A 223rd GARLAND OF BRITISH LIGHT MUSIC COMPOSERS
To begin with, here are a few more mentions of composers
for the musical stage in the 1960s and 1970s: Alan Haines, for
Pretty as Paint, produced in Leicester in 1960 (he also conducted
it); David Anderson, also a conductor, for His Master’s Voice
(1977, revived 1983); Annette Battam for The Little Giant
(words by John Pudney: Greenwich Theatre, 1972); Max Boylett,
For the Tigers Are Coming (also dating from 1972, words by Alan
Plater); Stephen Boxer, whose Francis was produced at
the Grand Theatre, Wolverhampton in 1974; and Peter Uppard, a
Piano Professor at the Royal Academy of Music, who wrote the book, lyrics
and music for the musical play Katerina, produced in Exeter
in 1984.
Our present day composer for film/TV is David Mitchem,
most recently (2001) for the enjoyable BBC2 documentary What The
Victorians Did For Us. And in this paragraph we can also mention
Terry Davies who composed incidental music and especially for
the Royal Shakespeare Company and most recently (2001) and jointly with
Stephen Warbeck, previously discussed, for Adrian Mitchell’s
adaptation of Lewis Carroll’s classic Alice in Wonderland and
Through the Looking Glass.
The Doncaster teacher and pianist Allan Laughton
is still active in the concert-hall at 80 years plus; in his younger
days he tried his hand at composition, his Waltz and Minuet
for piano duet being played in concert in 1947.

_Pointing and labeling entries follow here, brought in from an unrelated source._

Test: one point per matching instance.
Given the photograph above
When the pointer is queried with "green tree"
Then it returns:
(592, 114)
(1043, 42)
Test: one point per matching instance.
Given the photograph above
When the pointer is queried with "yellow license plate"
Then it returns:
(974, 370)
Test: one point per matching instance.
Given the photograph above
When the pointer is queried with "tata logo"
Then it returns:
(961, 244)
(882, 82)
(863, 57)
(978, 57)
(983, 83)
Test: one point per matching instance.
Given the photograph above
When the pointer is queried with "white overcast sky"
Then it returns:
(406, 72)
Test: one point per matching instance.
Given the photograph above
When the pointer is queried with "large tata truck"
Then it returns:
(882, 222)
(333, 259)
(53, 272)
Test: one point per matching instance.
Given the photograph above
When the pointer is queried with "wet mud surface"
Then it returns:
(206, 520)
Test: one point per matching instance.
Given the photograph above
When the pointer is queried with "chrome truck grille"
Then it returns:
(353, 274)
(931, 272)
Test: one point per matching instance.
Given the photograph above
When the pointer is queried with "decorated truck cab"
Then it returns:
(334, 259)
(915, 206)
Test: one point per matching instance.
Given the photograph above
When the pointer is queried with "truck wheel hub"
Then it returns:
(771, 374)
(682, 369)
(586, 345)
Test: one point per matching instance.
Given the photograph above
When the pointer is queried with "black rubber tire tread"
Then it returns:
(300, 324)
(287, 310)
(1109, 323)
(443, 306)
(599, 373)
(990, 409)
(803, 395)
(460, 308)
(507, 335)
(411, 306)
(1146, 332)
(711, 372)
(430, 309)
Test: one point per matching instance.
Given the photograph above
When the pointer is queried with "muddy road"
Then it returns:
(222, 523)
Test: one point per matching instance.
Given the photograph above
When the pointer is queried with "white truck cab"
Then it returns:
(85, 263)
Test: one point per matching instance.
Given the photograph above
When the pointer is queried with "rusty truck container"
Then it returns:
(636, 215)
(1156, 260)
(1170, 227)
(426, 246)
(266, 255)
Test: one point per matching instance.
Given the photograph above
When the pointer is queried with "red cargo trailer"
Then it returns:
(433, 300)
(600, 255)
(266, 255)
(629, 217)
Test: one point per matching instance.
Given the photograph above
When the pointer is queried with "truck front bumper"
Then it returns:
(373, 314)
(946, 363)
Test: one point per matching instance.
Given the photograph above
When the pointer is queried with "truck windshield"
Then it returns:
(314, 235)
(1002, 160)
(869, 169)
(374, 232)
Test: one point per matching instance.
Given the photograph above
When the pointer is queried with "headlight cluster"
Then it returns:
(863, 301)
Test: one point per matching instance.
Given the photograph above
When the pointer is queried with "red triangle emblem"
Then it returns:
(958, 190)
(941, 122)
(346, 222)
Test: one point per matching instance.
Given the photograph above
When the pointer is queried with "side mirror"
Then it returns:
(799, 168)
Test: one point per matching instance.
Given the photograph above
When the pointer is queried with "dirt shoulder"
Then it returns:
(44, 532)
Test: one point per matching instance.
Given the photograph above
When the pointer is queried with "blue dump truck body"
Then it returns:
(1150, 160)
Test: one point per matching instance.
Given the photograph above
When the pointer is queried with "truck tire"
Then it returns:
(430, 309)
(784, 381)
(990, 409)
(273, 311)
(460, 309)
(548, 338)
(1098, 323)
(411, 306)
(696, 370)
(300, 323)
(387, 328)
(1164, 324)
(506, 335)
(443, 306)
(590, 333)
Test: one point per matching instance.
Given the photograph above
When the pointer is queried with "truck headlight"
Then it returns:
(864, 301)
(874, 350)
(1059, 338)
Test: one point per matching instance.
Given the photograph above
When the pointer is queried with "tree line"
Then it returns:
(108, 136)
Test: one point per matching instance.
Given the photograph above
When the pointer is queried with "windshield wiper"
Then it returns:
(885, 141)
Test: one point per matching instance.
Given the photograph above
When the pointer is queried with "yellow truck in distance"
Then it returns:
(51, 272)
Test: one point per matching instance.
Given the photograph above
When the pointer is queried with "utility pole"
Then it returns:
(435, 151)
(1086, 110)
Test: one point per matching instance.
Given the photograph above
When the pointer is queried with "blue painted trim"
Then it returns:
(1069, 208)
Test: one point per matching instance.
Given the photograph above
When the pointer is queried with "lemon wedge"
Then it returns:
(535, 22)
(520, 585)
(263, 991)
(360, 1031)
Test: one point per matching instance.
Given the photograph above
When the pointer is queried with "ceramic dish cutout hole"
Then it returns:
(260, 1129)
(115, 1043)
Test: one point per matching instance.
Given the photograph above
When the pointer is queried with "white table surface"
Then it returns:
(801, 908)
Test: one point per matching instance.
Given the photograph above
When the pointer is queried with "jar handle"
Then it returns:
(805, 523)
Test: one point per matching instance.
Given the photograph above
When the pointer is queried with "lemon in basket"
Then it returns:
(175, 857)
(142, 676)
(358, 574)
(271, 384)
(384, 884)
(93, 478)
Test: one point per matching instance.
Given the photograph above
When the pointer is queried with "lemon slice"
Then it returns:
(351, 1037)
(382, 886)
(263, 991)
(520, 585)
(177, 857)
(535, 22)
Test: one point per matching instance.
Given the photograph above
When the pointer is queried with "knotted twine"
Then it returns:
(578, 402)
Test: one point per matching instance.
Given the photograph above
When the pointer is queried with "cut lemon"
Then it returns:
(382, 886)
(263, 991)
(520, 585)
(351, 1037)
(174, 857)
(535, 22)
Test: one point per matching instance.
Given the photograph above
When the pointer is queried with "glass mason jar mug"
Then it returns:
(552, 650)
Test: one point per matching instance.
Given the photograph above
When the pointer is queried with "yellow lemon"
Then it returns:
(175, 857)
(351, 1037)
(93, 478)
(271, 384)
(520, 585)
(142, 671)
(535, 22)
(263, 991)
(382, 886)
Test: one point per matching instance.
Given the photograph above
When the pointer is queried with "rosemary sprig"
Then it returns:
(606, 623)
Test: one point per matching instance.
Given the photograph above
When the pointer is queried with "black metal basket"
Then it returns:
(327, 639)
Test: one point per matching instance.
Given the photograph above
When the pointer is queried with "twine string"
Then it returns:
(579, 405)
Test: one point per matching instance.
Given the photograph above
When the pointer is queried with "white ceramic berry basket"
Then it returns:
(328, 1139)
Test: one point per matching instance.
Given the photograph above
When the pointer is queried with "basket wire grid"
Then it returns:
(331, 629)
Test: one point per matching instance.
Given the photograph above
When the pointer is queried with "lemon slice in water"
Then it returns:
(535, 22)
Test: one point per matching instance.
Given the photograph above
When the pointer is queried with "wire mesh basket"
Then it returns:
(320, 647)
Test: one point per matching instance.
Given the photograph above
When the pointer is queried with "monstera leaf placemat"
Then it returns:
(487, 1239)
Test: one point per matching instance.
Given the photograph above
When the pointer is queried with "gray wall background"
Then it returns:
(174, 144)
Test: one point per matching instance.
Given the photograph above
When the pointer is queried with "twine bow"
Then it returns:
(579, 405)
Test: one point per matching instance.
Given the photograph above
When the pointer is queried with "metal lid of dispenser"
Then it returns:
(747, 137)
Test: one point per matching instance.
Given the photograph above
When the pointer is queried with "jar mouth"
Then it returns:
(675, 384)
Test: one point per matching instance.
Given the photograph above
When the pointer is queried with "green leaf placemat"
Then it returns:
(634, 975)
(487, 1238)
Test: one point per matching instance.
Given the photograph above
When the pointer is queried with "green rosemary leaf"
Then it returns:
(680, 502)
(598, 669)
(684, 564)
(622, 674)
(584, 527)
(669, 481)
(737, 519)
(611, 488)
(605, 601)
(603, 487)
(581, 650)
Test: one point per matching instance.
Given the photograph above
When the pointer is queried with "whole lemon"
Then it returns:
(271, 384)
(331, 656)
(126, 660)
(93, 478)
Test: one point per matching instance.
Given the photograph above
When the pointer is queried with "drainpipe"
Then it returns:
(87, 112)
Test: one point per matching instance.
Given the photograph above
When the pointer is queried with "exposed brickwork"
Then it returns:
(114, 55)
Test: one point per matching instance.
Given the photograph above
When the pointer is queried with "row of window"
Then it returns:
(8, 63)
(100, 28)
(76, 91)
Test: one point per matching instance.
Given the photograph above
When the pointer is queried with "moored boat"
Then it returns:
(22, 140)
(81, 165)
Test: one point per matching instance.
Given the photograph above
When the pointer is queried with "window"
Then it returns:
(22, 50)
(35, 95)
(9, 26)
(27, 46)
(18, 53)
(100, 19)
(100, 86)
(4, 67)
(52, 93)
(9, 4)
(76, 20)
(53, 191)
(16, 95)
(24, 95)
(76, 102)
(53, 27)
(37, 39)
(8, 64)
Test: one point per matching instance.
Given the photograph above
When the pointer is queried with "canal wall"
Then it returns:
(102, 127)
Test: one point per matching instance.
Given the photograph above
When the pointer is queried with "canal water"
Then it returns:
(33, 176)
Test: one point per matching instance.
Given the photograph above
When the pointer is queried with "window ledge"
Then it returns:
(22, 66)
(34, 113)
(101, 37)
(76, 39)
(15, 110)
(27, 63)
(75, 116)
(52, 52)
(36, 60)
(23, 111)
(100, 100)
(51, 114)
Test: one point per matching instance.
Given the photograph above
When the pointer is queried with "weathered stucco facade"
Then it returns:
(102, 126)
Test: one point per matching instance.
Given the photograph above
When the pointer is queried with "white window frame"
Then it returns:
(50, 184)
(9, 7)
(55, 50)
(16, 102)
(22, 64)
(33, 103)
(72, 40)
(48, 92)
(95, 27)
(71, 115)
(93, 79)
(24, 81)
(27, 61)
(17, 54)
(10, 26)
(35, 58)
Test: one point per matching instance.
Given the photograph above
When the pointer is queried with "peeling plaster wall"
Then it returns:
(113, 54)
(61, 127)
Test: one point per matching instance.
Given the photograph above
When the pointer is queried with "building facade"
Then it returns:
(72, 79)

Harold Rawlinson I discussed in an early Garland.
I am not sure whether Bertha Rawlinson was related to him but
some of her songs, published in the 1960s, e.g. Chimes (words
Alice Meynell), Poem of the Air (Longfellow) and Tarantella
(Belloc) are lightish in character.
Philip L Scowcroft
September 2001
Philip's book 'British Light Music Composers' (ISBN 0903413 88 4) is
currently out of print.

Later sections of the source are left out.